Di Sukoharjo, Jawa Tengah, sekitar 500 pedagang dan pengusaha industri kecil tahu dan tempe berdemonstrasi di simpang tiga, Kartasura, Sukoharjo, Rabu (25/7), meminta pemerintah segera menurunkan harga kedelai.

“Kami menuntut pemerintah segera menurunkan harga kedelai supaya kami, rakyat miskin, rakyat kecil, ini bisa tetap menjual tahu dan tempe seperti semula. Kalau harga kedelai terlalu tinggi, kita tidak mampu beli, kita tidak bisa berdagang tahu dan tempe lagi,” ujar seorang pedagang bernama Sri Sayekti.

Juru bicara aksi tersebut, Suradi Ismoyo, mengungkapkan ada lebih dari 150 industri kecil tahu dan tempe yang ikut berdemonstrasi. Menurutnya, selain berdemonstrasi, mereka juga melakukan aksi mogok kerja tidak membuat tahu dan tempe selama dua hari ini akibat melonjaknya harga kedelai sampai Rp 9.000-Rp 10.000 per kilogram, atau naik hampir 100 persen dari Rp 5.000 per kilogram.

Ketua Asosiasi Koperasi Pengrajin Tahu dan Tempe Seluruh Indonesia, Sutaryo, mendesak pemerintah untuk membantu membenahi sistem tata niaga produksi tahu dan tempe di tanah air karena kedua komoditas tersebut sangat digemari masyarakat.

“Karena ini hajat orang banyak, begitu kehilangan tempe dan tahu itu merupakan hal yang luar biasa. Maka ini harus diatur tata niaganya,” ujarnya.

Menteri Koordinator Bidang Perekonomian, Hatta Rajasa, menegaskan, pemerintah tidak tinggal diam sejak harga kedelai mengalami gejolak sekitar dua minggu lalu. Sebagai respon terjadinya gejolak harga kedelai tersebut, ditambahkan Hatta, pemerintah akan menghapus bea masuk kedelai dan mendukung petani kedelai dalam negeri untuk terus meningkatkan produksi.

“Kita memfasilitasi dan memberikan keleluasaan kepada koperasi pengrajin tahu dan tempe untuk melakukan impor langsung yang akan difasilitasi kementerian perdagangan dan kementerian koperasi dan perindustrian.

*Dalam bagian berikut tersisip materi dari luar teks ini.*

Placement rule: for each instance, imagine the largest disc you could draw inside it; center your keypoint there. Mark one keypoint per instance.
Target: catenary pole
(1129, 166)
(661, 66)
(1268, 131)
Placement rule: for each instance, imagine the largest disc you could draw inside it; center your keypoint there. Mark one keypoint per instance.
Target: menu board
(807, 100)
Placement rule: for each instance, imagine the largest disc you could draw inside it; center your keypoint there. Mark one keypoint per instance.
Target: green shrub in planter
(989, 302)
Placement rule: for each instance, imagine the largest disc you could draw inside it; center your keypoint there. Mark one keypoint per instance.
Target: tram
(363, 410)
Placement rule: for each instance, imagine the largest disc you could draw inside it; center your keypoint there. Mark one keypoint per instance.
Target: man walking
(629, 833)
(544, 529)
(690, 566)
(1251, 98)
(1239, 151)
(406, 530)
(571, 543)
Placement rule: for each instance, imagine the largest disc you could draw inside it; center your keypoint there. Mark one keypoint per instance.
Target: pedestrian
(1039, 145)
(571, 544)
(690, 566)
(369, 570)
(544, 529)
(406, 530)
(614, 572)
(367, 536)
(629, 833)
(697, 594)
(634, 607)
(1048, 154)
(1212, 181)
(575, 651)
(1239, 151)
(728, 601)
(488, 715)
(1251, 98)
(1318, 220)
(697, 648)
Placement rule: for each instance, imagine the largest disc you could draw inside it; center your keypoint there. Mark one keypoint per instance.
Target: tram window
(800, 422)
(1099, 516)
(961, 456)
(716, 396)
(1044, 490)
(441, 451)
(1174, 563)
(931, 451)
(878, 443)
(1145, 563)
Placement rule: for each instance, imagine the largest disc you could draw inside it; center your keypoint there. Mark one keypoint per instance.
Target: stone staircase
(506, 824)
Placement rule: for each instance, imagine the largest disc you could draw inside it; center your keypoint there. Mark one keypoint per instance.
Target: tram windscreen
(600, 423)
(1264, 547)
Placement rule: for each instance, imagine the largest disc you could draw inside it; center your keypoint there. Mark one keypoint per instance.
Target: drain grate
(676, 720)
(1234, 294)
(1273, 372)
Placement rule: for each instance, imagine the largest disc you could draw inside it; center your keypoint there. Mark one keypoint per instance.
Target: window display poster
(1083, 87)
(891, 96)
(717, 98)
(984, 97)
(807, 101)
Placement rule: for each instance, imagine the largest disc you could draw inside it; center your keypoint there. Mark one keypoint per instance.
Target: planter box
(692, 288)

Kedua, kita membebaskan bea masuk kedelai sampai dengan akhir tahun dengan dilakukan pengawasan ketat oleh kementerian perdagangan, bea cukai tentu saja terhadap hal-hal ini dan diharapkan segera seteleh diputuskan harga harus turun,” ujar Hatta.

Menurutnya, kementerian perdagangan juga sudah melakukan pembicaraan dengan para pengimpor kedelai untuk tidak terlalu mengambil keuntungan yang tinggi dalam situasi kedelai dunia yang sedang mengalami persoalan karena kekeringan.

“Kita terus mendorong petani-petani kedelai kita untuk terus meningkatkan produksi dan memanfaatkan situasi pasar dunia yang memang sedang kekurangan ini,” kata Hatta.

Kebutuhan kedelai nasional mencapai sekitar 3 juta ton per tahun sementara kemampuan produksi sebesar 800 ribu ton per tahun sehingga kekurangannya mengandalkan impor. Impor kedelai terbesar bagi Indonesia berasal dari Amerika Serikat disusul Brazil dan Tiongkok.